Bereits im Januar war Lula in zweiter Instanz wegen Korruption und Geldwäsche zu zwölf Jahren Gefängnis verurteilt worden. Er soll in seiner Amtszeit von dem Baukonzern OAS eine Maisonettewohnung erhalten und der Firma im Gegenzug Aufträge beim Erdölkonzern Petrobras besorgt haben. Nun liegt es an dem umstrittenen Richter Sérgio Moro, den Beginn der Haft anzuordnen. Es gilt nur als eine Frage der Zeit, bis er dies tut.

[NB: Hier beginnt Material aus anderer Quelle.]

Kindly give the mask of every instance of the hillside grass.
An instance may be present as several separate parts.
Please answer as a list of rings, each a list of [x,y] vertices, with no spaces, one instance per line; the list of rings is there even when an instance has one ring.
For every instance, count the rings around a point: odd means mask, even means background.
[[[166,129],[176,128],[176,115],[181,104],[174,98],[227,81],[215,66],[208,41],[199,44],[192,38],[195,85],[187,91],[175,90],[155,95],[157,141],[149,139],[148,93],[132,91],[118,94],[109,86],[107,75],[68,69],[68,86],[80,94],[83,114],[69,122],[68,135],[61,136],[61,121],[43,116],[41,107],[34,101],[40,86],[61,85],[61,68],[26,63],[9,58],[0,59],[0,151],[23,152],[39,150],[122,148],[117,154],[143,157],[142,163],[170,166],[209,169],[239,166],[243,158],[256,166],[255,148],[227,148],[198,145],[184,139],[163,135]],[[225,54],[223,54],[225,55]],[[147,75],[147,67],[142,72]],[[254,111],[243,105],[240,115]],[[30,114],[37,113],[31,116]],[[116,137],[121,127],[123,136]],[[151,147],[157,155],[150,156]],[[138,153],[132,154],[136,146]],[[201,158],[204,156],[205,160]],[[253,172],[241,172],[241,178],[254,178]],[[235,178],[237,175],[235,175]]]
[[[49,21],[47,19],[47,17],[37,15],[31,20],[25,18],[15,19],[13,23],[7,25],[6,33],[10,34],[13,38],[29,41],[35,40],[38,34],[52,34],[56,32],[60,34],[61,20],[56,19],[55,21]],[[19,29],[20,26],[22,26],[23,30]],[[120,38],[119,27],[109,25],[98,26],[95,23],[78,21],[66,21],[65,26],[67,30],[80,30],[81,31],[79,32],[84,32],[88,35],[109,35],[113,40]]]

Mit Lula wird erstmals ein ehemaliger Präsident des wichtigsten Landes Lateinamerikas ins Gefängnis müssen. Die Brisanz des Urteils liegt darin, dass Lula nicht irgendein Politiker ist, sondern fast schon eine mythische Figur. Von seinen Anhängern wird er tief verehrt, von seinen Gegnern noch tiefer gehasst. Eine vernünftige Diskussion über die historische Rolle Lulas, der Brasilien in seiner Amtszeit veränderte wie kaum ein Präsident vor ihm, ist schon seit einigen Jahren nicht mehr möglich. So demonstrierten Tausende vor dem Urteil in verschiedenen Städten Brasiliens für und wider den 72-Jährigen.
Die Spaltung des Landes entlang sozialer und ethnischer Linien ist dabei offensichtlich. Zwei Erzählungen prallen aufeinander. Für Lulas Feinde aus der zumeist weißen Oberschicht Brasiliens ist der Ex-Präsident ein „Dieb“, der Brasilien in eine „kommunistische Diktatur“ verwandeln wollte. Sie schrecken auch vor Gewalt nicht mehr zurück. Als Lula vor wenigen Tagen auf einer Kampagne durch den Süden des Landes reiste, wurde seine Karawane mehrfach angegriffen, sogar Schüsse wurden auf sie abgefeuert.
Lulas Fans sind hingegen unter städtischen Intellektuellen, Gewerkschaftlern und der zumeist dunkelhäutigen Unterschicht zu finden. Sie sprechen von einem „politischen Prozess“. Für sie ist das Urteil die Fortsetzung des Rollbacks konservativer Kräfte, der mit der Absetzung der demokratisch gewählten Präsidentin Dilma Rousseff 2016 begann. Tatsächlich setzt ihr umstrittener Nachfolger Michel Temer seitdem eine neo-liberale Agenda um, die den Abbau von Arbeitnehmerrechten, von Umwelt- und Minderheitenschutz sowie die Privatisierungen staatlicher Unternehmen beinhaltet.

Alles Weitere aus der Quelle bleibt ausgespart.